Social video ad spend growth surpasses CTV as AI and creator economy reshape market

Stacked bar chart of U.S. annual digital video ad spend by CTV, social video, and online video from 2021–2026 est., with segment values shown.

New data from the Interactive Advertising Bureau indicates a shift in digital video investment patterns, with social video expected to grow at a faster rate than connected TV (CTV) for the first time. The trend reflects changing advertiser priorities as platforms, formats, and measurement capabilities evolve.

According to the IAB’s latest report, U.S. digital video ad spending is projected to exceed $80 billion in 2026, representing an 11% year-over-year increase and accounting for more than 60% of total TV and video ad spend. Within that total, social video is forecast to grow by 13%, outpacing CTV’s expected 11% growth rate.

The acceleration of social video investment is being driven by a combination of audience behavior and platform capabilities. Increased time spent watching video across social platforms is contributing to higher engagement levels, while advertisers are reallocating budgets to align with these consumption patterns. Media buyers report that social video now represents a significant share of total ad spend, particularly among brands prioritizing performance-driven strategies.

At the same time, the report highlights the growing influence of artificial intelligence across the video advertising ecosystem. AI is increasingly embedded in campaign planning, creative production, and measurement, enabling advertisers to scale campaigns more efficiently and optimize performance in real time.

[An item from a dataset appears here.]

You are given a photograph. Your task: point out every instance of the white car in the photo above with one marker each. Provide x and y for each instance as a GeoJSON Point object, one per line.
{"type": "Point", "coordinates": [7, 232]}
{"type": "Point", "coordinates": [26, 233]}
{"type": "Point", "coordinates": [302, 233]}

Smaller advertisers are using AI tools to reduce production costs and accelerate creative output, while larger organizations are applying AI to inventory discovery and campaign optimization.

The rise of the creator economy is also contributing to the shift. Social platforms are combining brand awareness and performance marketing within a single environment, supported by influencer content and user-generated media. This integration is encouraging brands to consolidate budgets that were previously split across channels, including traditional television and CTV.

Despite slower relative growth, CTV continues to attract investment, particularly through programmatic buying and improved targeting capabilities. However, the report suggests that targeting precision has now overtaken content quality as the primary factor influencing media buying decisions, especially among small and mid-sized advertisers.

Operational factors are also influencing budget allocation. Faster production cycles, lower costs, and the ability to iterate creative quickly make social video more adaptable compared to CTV, where production timelines and costs remain higher.